For my 40th birthday, we spent a few days in a cabin on out-of-season Orcas Island. For my 50th, we flew to Fairbanks to see the northern lights. For my 60th, nationwide bad weather kept us at home, so I read Outpost in hopes of vicariously experiencing Dan Richards' visits to "far-flung outposts in mountains, tundra, forests, oceans and deserts... which have inspired writers, artists, and musicians."
I expected the book to describe the experience of spending time in remote places, but it's actually more of a travel book describing the experience of getting to those places. Richards goes to hiking cabins in Iceland and Scotland, a fire lookout, a lighthouse, a Shinto shrine, and Svalbard. The only locale he talks about spending time at is a writers retreat in Switzerland. The strongest passages are vivid images from along the way, such as this description from riding a ferry as night falls:
I bought a coffee and sat down amongst the diners, all of us gazing at the dark waters and red outlined horizons whilst the ship trembled beneath us. Eventually the windows welled into mirrors and the formica diner fanned out either side like wings spreading into the night.
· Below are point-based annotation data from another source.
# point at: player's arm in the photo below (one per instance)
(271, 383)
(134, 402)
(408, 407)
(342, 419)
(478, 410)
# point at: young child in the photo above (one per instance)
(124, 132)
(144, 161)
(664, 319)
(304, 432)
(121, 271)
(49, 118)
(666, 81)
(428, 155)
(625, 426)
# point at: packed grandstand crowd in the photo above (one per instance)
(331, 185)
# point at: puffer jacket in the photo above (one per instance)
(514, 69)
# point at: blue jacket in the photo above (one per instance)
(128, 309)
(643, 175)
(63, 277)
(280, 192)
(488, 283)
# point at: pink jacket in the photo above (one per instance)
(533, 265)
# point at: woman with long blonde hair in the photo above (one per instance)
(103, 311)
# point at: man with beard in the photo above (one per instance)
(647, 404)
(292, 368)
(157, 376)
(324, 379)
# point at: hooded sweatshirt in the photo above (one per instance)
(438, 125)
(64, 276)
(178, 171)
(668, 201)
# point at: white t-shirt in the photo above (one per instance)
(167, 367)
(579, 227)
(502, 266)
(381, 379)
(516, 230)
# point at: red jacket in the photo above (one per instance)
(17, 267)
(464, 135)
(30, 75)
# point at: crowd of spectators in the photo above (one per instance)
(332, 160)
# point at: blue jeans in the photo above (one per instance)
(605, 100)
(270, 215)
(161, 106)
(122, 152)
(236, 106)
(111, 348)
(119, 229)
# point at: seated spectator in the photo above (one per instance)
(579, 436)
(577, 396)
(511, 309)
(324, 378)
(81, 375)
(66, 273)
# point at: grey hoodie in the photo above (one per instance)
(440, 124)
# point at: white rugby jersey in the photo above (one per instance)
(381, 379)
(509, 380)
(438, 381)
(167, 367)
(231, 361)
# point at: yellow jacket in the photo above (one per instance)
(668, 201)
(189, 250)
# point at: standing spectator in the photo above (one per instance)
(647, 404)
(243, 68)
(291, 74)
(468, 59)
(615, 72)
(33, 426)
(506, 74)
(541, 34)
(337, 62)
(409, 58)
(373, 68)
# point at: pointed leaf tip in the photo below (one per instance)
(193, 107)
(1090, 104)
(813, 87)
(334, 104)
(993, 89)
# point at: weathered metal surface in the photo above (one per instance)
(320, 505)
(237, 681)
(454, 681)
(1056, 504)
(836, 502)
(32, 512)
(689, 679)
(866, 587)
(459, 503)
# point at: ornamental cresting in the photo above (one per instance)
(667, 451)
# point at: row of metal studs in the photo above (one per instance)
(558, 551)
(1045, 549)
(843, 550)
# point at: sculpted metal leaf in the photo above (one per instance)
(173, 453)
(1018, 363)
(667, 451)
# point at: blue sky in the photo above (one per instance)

Outpost is a haphazard collection of stories barely held together by the theme. Even the prose is haphazard, shifting swiftly between poetic natural descriptions and sarcastic asides. Some of the most interesting tidbits are relegated to footnotes, such as the fact that "polar bear hair is actually transparent and not white at all - it's hollow and merely scatters light, making them appear white - their skin is actually black." Reading the book feels like spending time at a bar with a raconteur.